Lily memberi aba-aba agar Yuli mendekat.
"Lo pengen tahu?" Kata Lily berbisik. Yuli menganggukkan kepalanya semangat.
"Rahasia."
"Yah lo mah gitu, ditungguin juga. Izin sakit lama, masuk-masuk dianter cowok ganteng banget njir."
"Siapa sih Ly? Sumpah penasaran banget deh." Lily mengangkat bahunya acuh.
"Btw sorry gue belum sempet jenguk mama lo ya. Nanti pulang sekolah deh, bareng si Rena."
"Telat banget, astaga."
"Kok telat?"
"Hari ini mama gue pulang dari rs."
"Ya jangan pulang dulu dong."
"Gila apa? Lo bayar biayanya mau?" Yuli menampilkan senyum tak berdosanya.
"Tapi kasih tahu dong siapa cowok lo?"
"Gak."
Yuli mengalah dan beranjak diikuti Lily, karena bel tanda upacara bendera segera dimulai.
*
"Lily!" Yang merasa dipanggilpun menoleh. Rena berlari menghampiri Lily.
"Ly, lo mau kemana?"
"Ini jam pulang sekolah, ya pulanglah."
"Bukannya ada info di grub, kalau semua panitia disuruh kumpul mulai persiapan di aula?"

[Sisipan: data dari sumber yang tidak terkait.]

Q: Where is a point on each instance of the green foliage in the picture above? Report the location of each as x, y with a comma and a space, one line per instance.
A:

"Grub apaan? Gak ada masuk grub gue."
"Yang bener, grub ini loh." Tunjuk Rena pada layar hpnya. Lily mencoba mengingat namun tak menemukan memori apapun tentang grub itu.
"Enggak ada tuh. Lagian gue sama Angkasa disuruh kerja hari h aja sama Doni."

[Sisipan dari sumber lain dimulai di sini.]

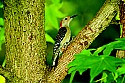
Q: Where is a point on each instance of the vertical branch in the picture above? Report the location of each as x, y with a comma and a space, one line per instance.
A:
25, 40
121, 53
84, 39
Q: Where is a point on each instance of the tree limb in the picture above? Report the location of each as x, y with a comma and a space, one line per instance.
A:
84, 39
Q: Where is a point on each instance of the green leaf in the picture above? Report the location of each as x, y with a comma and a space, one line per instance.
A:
72, 76
1, 22
49, 38
4, 63
108, 50
1, 5
2, 79
100, 49
120, 39
2, 37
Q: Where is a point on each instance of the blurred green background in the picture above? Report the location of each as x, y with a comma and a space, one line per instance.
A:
55, 10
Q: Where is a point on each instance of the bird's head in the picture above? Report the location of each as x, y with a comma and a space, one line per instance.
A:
65, 21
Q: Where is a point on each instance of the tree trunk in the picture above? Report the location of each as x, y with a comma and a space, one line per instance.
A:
25, 40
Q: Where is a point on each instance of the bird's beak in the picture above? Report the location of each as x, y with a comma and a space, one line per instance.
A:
73, 16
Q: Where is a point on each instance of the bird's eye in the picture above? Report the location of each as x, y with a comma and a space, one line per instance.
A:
65, 18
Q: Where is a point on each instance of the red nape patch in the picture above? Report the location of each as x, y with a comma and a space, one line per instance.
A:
60, 24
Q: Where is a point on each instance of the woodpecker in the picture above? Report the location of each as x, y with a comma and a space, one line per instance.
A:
62, 38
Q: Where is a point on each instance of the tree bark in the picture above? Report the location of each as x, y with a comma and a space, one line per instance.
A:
25, 40
84, 39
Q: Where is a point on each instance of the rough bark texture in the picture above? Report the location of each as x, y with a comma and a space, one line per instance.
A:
121, 53
84, 39
25, 40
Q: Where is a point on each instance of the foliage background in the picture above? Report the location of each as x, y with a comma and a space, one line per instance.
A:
86, 10
55, 10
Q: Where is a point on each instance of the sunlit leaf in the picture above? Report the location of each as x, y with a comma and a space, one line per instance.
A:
1, 22
49, 38
2, 79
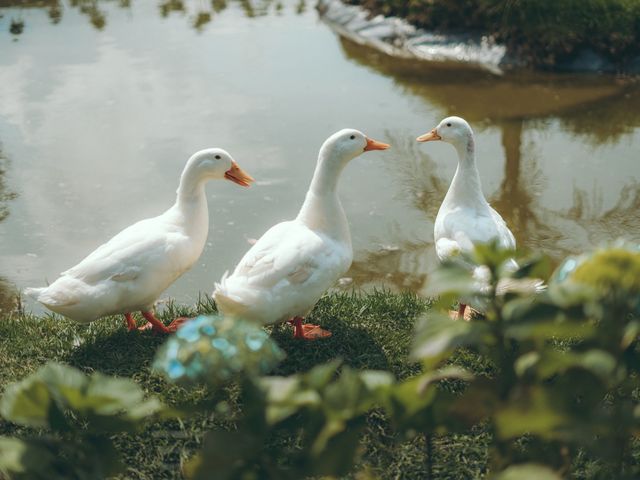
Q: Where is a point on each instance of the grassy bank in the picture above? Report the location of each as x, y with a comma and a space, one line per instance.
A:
370, 331
543, 32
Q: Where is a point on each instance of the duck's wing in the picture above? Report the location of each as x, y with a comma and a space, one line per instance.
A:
505, 236
143, 245
288, 252
462, 230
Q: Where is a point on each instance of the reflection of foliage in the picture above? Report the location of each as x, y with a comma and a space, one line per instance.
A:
401, 267
171, 6
218, 5
4, 194
90, 8
201, 19
606, 120
82, 413
9, 297
482, 97
16, 27
611, 223
98, 17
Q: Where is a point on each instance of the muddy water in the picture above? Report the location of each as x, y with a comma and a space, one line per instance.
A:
101, 103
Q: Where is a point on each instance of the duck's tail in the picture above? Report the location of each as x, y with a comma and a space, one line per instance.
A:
226, 302
34, 293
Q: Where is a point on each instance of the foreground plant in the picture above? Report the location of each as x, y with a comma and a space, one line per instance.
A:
565, 361
72, 418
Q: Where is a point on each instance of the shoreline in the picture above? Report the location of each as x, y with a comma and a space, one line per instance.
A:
397, 37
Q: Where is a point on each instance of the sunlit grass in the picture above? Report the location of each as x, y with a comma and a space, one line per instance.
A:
370, 331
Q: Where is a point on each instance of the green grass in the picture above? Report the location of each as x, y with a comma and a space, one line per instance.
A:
542, 32
371, 331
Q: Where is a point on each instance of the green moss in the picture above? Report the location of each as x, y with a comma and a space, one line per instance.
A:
543, 32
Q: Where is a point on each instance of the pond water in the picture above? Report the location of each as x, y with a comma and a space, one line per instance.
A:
101, 103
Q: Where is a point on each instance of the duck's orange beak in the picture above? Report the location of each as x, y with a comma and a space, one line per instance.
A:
429, 137
375, 145
239, 176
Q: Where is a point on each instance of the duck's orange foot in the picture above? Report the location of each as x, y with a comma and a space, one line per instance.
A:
131, 323
307, 331
313, 332
159, 327
156, 326
177, 323
466, 314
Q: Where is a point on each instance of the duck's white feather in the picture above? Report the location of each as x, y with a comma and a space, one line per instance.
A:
132, 269
283, 274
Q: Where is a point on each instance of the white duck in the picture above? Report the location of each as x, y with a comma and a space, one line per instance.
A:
465, 218
289, 268
130, 271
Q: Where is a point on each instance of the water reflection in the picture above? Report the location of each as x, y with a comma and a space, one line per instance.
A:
5, 194
199, 12
266, 80
9, 297
592, 109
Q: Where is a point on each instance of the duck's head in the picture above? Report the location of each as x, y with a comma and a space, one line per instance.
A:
453, 130
347, 144
216, 163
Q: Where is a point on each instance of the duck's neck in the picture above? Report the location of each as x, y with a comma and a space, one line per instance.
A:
465, 187
322, 210
190, 211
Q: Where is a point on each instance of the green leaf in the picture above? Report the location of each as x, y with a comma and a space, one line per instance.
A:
224, 455
27, 402
336, 447
107, 404
630, 334
527, 471
532, 412
437, 335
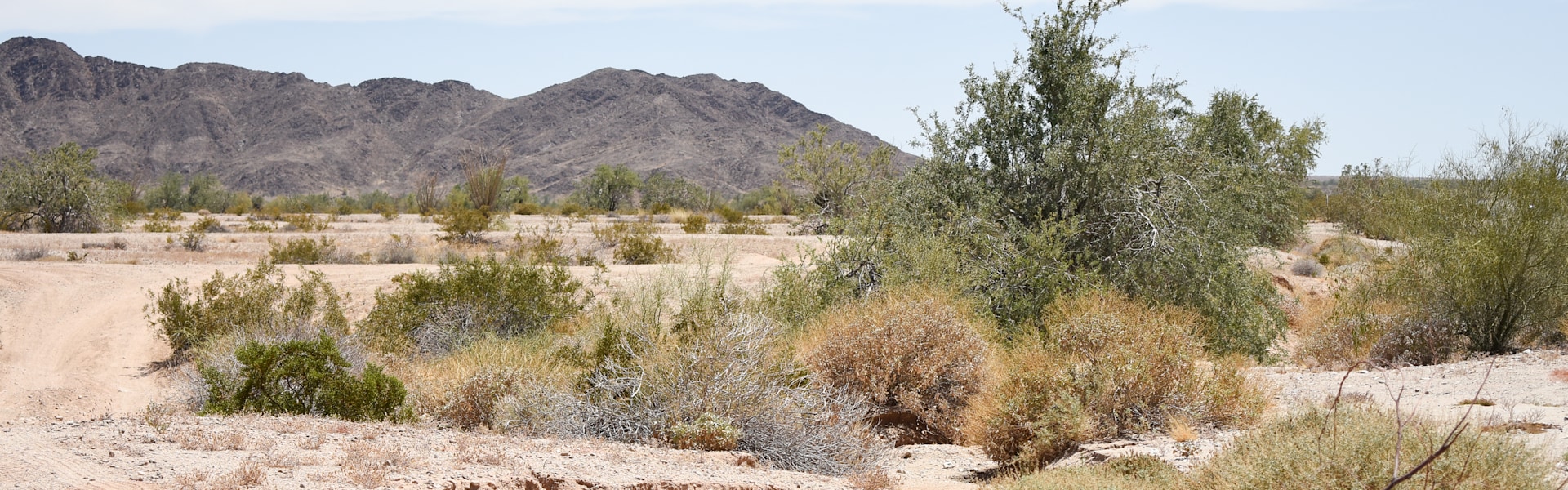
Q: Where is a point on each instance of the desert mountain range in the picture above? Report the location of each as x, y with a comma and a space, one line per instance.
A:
286, 134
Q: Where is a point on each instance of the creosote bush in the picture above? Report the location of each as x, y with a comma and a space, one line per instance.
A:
916, 357
470, 299
253, 304
301, 377
1106, 367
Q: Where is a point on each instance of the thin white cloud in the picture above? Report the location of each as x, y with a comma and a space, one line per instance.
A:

"Yah enak banget, gue juga mau kabur. Yuk kabur gue anter." Lily menggeleng kepalanya tak percaya. Bisa-bisanya Rena si sekretaris teladan melakukan hal diluar ekspetasinya.
Rena berjalan dengan memandang kesekitar, seakan dirinya sedang diawasi. Bodohnya Lily memilih mengikuti Rena menuju parkiran.
Hanya tinggal beberapa langkah lagi Rena dan Lily dapat menggapai motor Rena, tapi Doni lebih cepat menangkap mereka.
"Kalian mau kemana?" Rena buru-buru berlari bersiap mengendarai motornya, namun Doni dengan sigap menarik kerah belakang Rena bagaikan membawa kucing.
"Ly, tolongin gue." Lily menghela nafas sabar, jika seperti ini Lily pasti pulang sendiri.
"Doni gue mau pulang."
"Gak boleh, lo sekretaris tau!"
"Kan cuma bersihin aula aja, gak butuh tenaga nulis kan." Rengek Rena.
Lily mengangkat bahunya acuh, segera keluar dari area sekolahnya. Membiarkan Rena menjalankan tugas dari Doni.
Lily tersenyum dikala ada seorang laki-laki tampan duduk diatas motor melambaikan tangan padanya. Tak perlu mengulur waktu Lily segera menghampirinya dan mematahkan puluhan siswi.